Originally posted on theheylady.com
No television, no e-mail, no cell phone. No dramamine.
It took me a full day out on the water – two separate three-hour sessions on the lake of glass-like tranquility – but I finally got my sea legs.
At the campfire last night, I was a little disappionted and jealous as my fellow kayogis (kayak + yoga = get it?) described their floating meditations. One woman stopped to examine a field of a thousand lilies. Another recounted how time dropped away as she watched the droplets of water from her upraised oar land on the lake and ripple away into the universe. Still others recounted whitewater adventures and poured over river fantasies.

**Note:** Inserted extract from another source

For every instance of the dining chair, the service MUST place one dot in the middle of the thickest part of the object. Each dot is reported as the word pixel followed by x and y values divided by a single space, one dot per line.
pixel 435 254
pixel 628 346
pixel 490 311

When it came my turn to share my experiences, I passed. I jammed a marshmallow on the end of my s’more stick, and thought, Who gets sea sick on a kayak?
But when they were counting to see who was up for the 6 am paddle, my hand was among those raised. This was my vacation and I was determined to make the most of it. Armed with a pocket full of crystallized ginger (for the tummy) and the longest oars I could get my hands on, I set out on Lower Goose Pond a little after dawn. Just off the Appalachian Trail, Lower and Upper Goose Pond are beautiful. Connected by a perfect little canal, the sunlight off the old-growth trees that border the coast make it seem like the forest is alive and dancing.
And for the first time since I stepped foot in that wobbly plastic hot dog bun, I took a real deep breath. I put down my oar and looked around. I pulled my feet out and put them on top of the kayak – something our instructor calls “cocktail position” – and felt the (calm) bobbing of the water.